While I think this claim isn't totally implausible (it's an update in favor of ECL for me, overall), I'm unconvinced because:

  • I think genuinely intending to do X isn't the same as making my future self do X. Now, of course my future self can just do X; it might feel very counterintuitive, but if a solid argument suggests this is the right decision, I like to think he'll take that argument seriously. But we have to be careful here about what "X" my future self is doing:
    • Let's say my future self finds himself in a concrete situation where he can take some action A that is much better for [broad range of values] than for his values.
    • If he does A, is he making it the case that current-me is committed to [help a broad range of values] (and therefore acausally making it the case that others in current-me's situation act according to such a commitment)?

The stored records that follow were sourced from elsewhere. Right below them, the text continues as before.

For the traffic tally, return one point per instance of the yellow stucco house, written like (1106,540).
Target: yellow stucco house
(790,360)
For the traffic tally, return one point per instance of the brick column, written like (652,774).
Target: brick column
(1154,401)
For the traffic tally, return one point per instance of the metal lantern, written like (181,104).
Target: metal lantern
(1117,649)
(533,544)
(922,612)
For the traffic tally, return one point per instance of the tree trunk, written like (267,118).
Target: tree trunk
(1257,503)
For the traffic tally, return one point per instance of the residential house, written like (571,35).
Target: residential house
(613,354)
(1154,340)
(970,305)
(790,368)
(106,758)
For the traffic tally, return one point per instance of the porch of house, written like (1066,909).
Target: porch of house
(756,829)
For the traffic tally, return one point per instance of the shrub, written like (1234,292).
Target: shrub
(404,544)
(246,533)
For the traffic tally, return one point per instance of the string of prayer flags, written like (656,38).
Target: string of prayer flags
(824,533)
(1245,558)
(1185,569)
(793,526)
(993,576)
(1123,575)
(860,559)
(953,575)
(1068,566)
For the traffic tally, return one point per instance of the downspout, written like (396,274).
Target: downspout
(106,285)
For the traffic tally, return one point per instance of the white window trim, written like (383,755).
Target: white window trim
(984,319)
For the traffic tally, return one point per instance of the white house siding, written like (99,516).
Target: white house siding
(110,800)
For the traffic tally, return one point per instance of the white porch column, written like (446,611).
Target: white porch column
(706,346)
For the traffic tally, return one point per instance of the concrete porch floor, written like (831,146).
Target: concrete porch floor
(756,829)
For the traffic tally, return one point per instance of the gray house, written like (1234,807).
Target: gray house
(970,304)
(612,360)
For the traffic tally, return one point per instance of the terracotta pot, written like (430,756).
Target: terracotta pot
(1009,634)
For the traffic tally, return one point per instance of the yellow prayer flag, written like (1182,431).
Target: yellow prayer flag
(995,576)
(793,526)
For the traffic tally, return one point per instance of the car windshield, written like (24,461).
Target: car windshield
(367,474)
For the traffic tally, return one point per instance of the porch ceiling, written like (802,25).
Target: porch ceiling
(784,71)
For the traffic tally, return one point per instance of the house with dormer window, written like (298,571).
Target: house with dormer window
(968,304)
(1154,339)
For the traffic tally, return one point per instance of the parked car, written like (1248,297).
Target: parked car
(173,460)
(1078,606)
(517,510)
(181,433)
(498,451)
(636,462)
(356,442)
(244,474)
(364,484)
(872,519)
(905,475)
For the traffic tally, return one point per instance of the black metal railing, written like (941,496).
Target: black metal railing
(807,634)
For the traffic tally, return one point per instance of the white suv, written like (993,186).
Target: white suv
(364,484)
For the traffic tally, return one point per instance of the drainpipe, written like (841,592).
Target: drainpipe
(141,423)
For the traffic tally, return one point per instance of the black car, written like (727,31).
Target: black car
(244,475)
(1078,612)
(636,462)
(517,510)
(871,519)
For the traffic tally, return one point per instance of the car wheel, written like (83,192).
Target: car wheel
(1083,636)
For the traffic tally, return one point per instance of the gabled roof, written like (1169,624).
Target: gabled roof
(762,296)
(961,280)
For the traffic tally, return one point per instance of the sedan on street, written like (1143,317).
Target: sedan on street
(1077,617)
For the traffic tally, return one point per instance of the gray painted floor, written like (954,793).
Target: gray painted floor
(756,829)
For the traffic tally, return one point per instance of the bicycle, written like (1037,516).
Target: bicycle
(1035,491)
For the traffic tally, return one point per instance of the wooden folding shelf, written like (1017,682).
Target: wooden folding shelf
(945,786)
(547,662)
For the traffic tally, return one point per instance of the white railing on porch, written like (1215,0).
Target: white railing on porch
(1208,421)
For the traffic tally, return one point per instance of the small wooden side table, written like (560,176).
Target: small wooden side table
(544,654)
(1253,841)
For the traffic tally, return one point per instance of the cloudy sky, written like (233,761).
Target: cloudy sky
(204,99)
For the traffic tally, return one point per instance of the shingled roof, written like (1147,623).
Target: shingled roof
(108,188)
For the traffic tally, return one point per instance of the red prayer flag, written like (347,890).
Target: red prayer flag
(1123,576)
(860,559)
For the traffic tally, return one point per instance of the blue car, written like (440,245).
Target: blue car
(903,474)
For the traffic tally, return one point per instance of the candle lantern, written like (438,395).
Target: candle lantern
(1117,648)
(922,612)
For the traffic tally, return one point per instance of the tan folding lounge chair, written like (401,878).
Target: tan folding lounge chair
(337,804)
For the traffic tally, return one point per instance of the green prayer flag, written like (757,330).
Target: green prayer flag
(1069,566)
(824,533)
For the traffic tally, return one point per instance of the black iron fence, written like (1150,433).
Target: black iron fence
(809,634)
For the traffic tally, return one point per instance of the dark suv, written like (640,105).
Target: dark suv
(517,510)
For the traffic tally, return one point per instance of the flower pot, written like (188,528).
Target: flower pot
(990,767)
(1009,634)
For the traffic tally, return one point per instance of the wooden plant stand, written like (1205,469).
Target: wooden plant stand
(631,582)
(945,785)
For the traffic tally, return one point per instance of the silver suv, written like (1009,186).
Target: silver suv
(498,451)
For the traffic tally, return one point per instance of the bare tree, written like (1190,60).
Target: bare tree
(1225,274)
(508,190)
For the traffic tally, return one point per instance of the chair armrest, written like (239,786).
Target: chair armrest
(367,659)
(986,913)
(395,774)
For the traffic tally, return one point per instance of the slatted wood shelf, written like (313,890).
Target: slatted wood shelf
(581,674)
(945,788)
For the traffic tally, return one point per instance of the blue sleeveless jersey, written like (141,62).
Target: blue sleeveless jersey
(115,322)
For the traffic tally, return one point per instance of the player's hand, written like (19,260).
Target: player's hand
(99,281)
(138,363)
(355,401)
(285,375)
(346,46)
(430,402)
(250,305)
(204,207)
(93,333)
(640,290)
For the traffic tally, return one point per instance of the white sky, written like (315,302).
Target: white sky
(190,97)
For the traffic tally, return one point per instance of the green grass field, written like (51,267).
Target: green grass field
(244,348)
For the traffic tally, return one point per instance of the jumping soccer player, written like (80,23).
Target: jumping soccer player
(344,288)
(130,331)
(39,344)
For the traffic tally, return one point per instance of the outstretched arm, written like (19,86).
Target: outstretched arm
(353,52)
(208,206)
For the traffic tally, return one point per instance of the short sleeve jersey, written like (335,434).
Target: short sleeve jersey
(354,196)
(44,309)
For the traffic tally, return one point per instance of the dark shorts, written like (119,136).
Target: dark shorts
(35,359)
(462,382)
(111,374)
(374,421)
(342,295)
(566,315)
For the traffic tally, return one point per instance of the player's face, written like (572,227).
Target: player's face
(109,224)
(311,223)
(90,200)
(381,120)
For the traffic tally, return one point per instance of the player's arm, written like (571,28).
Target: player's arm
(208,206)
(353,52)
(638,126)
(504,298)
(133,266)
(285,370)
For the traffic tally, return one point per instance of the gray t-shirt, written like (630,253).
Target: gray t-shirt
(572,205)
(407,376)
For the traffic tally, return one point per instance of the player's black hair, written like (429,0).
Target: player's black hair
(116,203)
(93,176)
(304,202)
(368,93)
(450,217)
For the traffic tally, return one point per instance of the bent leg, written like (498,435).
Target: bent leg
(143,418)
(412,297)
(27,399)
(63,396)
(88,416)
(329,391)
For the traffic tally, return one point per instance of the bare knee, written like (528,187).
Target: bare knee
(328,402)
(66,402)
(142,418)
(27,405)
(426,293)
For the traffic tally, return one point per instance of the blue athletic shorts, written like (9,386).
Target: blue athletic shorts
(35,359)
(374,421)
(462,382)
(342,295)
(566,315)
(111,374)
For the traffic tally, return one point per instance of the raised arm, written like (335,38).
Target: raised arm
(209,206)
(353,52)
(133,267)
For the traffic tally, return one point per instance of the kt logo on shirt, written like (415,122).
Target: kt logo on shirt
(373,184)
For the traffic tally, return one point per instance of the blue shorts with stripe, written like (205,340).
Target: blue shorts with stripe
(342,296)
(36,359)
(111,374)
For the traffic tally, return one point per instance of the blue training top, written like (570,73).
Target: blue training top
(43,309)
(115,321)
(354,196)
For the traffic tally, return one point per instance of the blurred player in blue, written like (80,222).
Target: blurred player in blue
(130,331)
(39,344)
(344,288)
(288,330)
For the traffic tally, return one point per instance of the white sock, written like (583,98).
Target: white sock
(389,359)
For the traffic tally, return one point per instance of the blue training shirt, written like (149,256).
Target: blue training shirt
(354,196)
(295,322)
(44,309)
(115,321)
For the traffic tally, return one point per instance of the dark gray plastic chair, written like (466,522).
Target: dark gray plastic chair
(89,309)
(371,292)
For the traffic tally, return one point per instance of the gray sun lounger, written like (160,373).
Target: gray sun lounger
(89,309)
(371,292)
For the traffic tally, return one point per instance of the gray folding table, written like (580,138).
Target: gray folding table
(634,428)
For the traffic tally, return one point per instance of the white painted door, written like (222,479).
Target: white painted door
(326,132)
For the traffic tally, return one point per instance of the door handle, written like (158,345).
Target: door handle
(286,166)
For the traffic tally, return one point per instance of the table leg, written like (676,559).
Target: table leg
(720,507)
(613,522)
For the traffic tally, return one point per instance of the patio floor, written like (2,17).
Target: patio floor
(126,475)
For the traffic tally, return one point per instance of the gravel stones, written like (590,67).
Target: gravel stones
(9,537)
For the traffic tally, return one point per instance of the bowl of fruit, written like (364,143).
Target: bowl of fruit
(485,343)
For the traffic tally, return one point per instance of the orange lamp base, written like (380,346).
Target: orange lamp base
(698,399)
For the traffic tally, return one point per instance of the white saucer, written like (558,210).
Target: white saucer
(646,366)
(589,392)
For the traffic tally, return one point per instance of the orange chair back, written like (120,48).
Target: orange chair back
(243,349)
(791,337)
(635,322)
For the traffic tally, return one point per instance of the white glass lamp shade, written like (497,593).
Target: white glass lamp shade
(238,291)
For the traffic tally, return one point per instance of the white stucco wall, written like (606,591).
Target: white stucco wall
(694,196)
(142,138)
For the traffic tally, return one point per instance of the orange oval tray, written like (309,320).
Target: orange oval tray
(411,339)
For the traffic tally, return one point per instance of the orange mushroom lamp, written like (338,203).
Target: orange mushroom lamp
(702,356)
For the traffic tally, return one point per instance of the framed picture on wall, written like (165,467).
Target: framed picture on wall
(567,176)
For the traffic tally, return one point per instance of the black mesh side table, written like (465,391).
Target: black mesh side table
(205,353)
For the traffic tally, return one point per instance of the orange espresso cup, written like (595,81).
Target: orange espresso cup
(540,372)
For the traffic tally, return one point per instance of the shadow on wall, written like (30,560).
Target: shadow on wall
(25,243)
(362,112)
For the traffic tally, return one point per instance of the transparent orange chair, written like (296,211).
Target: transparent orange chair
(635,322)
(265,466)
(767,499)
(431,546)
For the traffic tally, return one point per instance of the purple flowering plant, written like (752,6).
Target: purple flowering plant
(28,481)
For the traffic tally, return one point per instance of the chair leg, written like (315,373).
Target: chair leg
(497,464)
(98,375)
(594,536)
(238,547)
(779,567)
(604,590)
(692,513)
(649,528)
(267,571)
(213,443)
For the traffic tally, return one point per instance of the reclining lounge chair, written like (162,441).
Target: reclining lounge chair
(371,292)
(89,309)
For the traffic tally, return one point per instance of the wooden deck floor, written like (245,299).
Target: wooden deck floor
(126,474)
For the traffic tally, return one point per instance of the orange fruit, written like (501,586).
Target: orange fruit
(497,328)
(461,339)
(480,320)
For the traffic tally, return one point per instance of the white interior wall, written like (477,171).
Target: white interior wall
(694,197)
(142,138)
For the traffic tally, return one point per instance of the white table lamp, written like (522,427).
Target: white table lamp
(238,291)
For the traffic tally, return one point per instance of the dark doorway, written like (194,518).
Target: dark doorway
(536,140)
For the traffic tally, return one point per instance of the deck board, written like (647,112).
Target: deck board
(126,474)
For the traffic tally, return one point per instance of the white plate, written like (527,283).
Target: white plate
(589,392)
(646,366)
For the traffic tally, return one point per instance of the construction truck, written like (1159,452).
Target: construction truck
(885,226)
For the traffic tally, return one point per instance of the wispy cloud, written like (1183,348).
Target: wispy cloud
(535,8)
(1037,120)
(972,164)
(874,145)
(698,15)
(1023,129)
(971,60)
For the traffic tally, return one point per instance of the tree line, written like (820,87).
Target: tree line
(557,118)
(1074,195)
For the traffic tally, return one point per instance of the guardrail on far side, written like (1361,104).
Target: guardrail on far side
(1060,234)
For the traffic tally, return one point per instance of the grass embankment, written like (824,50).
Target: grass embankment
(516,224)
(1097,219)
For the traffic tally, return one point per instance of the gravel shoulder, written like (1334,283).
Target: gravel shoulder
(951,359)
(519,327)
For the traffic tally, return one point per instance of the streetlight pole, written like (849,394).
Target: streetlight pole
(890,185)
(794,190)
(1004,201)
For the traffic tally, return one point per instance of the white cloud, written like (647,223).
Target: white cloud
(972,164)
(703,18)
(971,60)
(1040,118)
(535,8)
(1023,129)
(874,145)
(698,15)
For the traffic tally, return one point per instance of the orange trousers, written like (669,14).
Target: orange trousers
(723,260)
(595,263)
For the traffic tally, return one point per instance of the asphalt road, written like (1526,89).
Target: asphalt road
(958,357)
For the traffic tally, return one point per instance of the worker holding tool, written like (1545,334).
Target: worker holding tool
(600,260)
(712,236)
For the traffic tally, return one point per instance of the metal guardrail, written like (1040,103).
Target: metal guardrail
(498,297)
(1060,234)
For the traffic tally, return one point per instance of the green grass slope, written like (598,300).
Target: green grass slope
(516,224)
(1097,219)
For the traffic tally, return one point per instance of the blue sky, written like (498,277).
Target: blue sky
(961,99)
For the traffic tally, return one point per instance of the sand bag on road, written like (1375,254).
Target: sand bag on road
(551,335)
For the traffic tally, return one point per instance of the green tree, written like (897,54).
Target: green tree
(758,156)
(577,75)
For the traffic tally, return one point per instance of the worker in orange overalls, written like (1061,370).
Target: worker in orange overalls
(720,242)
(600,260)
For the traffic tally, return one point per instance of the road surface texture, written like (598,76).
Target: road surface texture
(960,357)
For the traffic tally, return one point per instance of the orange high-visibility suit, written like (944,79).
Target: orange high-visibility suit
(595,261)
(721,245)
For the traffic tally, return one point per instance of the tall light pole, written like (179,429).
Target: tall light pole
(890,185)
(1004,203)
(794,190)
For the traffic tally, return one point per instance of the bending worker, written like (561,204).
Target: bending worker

    • It's not clear to me that he is. This is philosophically confusing, so I'm not confident in the following, but: I think the more plausible model of the situation is that future-me decides to do A in that concrete situation, and so others who make decisions like him in that concrete situation will do their analogue of A. His knowledge of the fact that his decision to do A wasn't the output of argmax E(U_{broad range of values}) screens off the influence on current-me. (So your third bullet point wouldn't hold.)
  • In principle I can do more crude nudges to make my future self more inclined to help different values, like immerse myself in communities with different values. But:
    • I'd want to be very wary about making irreversible values changes based on an argument that seems so philosophically complex, with various cruxes I might drastically change my mind on (including my poorly informed guesses about the values of others in my situation). An idealized agent could do a fancy conditional commitment like "change my values, but revert back to the old ones if I come to realize the argument in favor of this change was confused"; unfortunately I'm not such an agent.
    • I'd worry that the more concrete we get in specifying the decision of what crude nudges to make, the more idiosyncratic my decision situation becomes, such that, again, your third bullet point would no longer hold.
    • These crude nudges might be quite far from the full commitment we wanted in the first place.